Le ministre de l’Intérieur, Laurent Nunez, a présenté le 24 mars sur TF1 les grandes lignes de la loi « Ripost ». Ce projet de loi vise à répondre à des formes de délinquance émergentes qui préoccupent les citoyens et les autorités. Parmi ces nouvelles menaces figurent la consommation de protoxyde d’azote, les violences aux abords des stades, l’usage de mortiers d’artifice dans les rues, ainsi que l’organisation de raves illégales.
EN BREF
- La loi Ripost vise à lutter contre de nouvelles formes de délinquance.
- Des sanctions plus strictes sont prévues pour la consommation de protoxyde d’azote.
- Le projet facilitera l’expulsion de squatteurs en cas d’atteinte au droit de propriété.
Cette loi doit être présentée au Conseil des ministres dans les jours à venir. Laurent Nunez a souligné que l’objectif est de créer un « choc d’autorité » et un « choc d’efficacité » face à ces nouvelles menaces. Les initiales de « Ripost » signifient « Réponses Immédiates aux Phénomènes troublant l’Ordre Public, la Sécurité et la Tranquillité de nos concitoyens ».
Parmi les mesures phares, la loi prévoit la création d’un délit pour la consommation de protoxyde d’azote en dehors d’un cadre médical. Cette infraction serait punie d’un an d’emprisonnement et d’une amende de 3 750 euros, avec la possibilité d’une amende forfaitaire de 200 euros. Les contrôles concernant la consommation et la vente de ce produit seront renforcés, et la vente illégale sera totalement interdite la nuit, avec des sanctions allant jusqu’à 6 mois de prison et 7 500 euros d’amende.
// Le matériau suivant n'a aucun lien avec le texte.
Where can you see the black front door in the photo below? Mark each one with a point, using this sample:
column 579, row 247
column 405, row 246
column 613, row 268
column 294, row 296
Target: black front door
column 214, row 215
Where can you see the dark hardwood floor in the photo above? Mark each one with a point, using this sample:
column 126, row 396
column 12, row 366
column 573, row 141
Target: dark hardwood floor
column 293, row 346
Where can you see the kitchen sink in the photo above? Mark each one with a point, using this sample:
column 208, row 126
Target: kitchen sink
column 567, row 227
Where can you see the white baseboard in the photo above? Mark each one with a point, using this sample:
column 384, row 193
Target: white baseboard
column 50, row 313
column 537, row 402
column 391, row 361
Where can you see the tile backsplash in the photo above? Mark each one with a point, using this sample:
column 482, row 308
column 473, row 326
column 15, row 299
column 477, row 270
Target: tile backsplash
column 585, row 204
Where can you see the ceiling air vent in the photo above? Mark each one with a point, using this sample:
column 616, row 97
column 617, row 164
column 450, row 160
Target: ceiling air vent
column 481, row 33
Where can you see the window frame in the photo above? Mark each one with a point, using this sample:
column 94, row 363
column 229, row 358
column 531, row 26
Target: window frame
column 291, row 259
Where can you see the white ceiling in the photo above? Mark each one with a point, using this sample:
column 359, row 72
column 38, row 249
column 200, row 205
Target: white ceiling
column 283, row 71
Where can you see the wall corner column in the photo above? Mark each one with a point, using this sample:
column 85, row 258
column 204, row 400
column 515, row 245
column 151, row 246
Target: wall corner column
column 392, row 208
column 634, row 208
En outre, la conduite sous l’emprise du protoxyde d’azote serait sanctionnée de 3 ans d’emprisonnement et de 9 000 euros d’amende. Les autorités visent à endiguer un phénomène qui a causé des accidents tragiques, comme en témoigne l’histoire d’une mère ayant perdu son fils à cause d’un conducteur sous l’influence de cette substance.
Concernant les mortiers d’artifice, la détention, le transport ou l’acquisition illégale de ces engins festifs pourrait entraîner des peines allant jusqu’à 5 ans de prison en cas de dégradation de biens publics ou privés. Cela s’inscrit dans une volonté plus large de rétablir l’ordre public, particulièrement aux abords des événements sportifs où la violence a tendance à s’intensifier.
Le projet de loi prévoit également une revalorisation de l’amende forfaitaire pour la consommation de stupéfiants, qui passera de 200 à 500 euros. Les rodéos urbains, souvent à l’origine de troubles à l’ordre public, seront soumis à des sanctions plus sévères.
Enfin, la loi Ripost propose des mesures spécifiques concernant le squat. Actuellement, les squatteurs protégés par un bail de location posent un véritable défi pour les autorités. La nouvelle législation permettra l’expulsion rapide de ces occupants, lorsque leur présence constitue une atteinte manifeste au droit de propriété, même durant la trêve hivernale.
En somme, la loi Ripost se veut une réponse adaptée et rapide face à une délinquance en constante évolution, cherchant à protéger la tranquillité et la sécurité des citoyens français.